Below is just a short explanation for why siri goes so horribly wrong, and how
a reverse comparison can be set up to favour siri over google voice search.

First up, don't get me wrong, for this accent google voice search should be a
far superior voice recognition system.

The 'problem' is that Siri is tailored to produce a particular kind of result,
its goal is to be a personal assistant. It skews the voice recognition to more
probable commands to enhance the accuracy of the 'personal assistant'.

Siri builds a query using an arrangement of data that surrounds the user.
Their location, address book, contacts and successive questions. It tweaks the
voice-recognition results to more closely match its functionality, this leads
to better accuracy when using it like a personal assistant, and poorer
accuracy when trying to use it for dictation. (iOS does come bundled with
dictation software that doesn't have Siri's personal assistant tailoring, that
would be a better way of comparing the voice recognition technologies.)
However iOS doesn't have a comparable voice-for-search service out of the box.
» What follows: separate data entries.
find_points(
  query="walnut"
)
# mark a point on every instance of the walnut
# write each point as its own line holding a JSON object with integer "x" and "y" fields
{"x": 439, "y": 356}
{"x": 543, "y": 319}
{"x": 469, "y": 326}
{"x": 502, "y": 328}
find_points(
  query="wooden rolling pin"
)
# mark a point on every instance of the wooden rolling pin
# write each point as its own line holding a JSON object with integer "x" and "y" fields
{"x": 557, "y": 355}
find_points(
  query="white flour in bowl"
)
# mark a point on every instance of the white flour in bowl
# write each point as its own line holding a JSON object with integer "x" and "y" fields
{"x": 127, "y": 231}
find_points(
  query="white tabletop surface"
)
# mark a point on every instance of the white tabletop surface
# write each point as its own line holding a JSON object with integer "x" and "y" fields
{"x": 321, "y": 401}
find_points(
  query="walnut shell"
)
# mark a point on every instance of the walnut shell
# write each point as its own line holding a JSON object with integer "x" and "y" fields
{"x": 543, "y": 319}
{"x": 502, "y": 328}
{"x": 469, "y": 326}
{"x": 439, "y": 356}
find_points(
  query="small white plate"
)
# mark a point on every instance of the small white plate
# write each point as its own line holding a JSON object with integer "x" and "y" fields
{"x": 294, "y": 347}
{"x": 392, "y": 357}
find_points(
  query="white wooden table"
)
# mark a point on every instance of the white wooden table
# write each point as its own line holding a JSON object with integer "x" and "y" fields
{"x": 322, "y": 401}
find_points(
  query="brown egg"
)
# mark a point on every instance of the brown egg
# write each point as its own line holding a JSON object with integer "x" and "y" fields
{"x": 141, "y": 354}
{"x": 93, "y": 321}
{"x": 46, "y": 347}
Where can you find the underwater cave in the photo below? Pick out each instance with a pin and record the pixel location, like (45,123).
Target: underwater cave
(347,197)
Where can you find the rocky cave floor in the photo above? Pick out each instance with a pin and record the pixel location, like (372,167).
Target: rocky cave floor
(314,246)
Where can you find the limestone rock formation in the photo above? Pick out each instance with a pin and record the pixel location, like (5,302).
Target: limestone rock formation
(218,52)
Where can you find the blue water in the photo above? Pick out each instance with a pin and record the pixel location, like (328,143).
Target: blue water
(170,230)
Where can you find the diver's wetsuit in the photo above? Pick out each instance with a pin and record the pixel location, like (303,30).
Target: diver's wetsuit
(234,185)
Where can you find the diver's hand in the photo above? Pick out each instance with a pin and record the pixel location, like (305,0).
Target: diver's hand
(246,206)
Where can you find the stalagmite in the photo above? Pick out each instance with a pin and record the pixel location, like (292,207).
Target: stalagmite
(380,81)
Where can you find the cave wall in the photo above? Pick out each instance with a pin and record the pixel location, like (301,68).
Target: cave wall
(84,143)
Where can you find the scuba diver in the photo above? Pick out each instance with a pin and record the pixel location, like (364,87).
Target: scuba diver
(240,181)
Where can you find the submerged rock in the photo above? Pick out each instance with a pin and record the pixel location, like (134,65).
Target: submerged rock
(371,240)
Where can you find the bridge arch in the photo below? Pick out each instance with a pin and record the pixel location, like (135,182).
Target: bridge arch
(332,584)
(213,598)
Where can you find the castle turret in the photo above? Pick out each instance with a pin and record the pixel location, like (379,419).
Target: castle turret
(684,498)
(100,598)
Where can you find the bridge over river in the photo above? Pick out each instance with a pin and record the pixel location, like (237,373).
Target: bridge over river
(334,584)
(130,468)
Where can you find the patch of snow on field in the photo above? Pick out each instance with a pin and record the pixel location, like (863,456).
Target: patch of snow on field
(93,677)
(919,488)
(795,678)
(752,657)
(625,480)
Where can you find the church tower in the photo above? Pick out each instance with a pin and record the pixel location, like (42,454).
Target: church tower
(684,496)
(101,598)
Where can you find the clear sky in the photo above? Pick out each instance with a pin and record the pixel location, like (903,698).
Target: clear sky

Google's voice recognition is designed to run google searches, for some data
it produces siri like results (e.g. game scores). That's because Google search
provides a set of summary results for basic searches, e.g. definitions,
weather and the like, these have been piped to create the appearance that of
Siri-like functionality. However, one could set up a 'reverse' video, with
Siri converting successive searches for "italian", "take away" and "meat
balls" into a meaningful search for an italian restaurant in the area that
offers a meatball dish and takeaway. Google voice search isn't going to
produce a similar clarity of results.

In the end it comes down to the user, I don't feel that successive specific
searches are ideal in a voice-setting. At the moment google voice search is a
product that produces searches very well, but is that useful to users who
could just as easily type in the request? The OS-shortcuts make sense and are
very siri-like (e.g.asking it to set a timer) Google's system will garner
strength by taking on more siri-like functionality, which is a voice-scenario
that is more useful to real world users.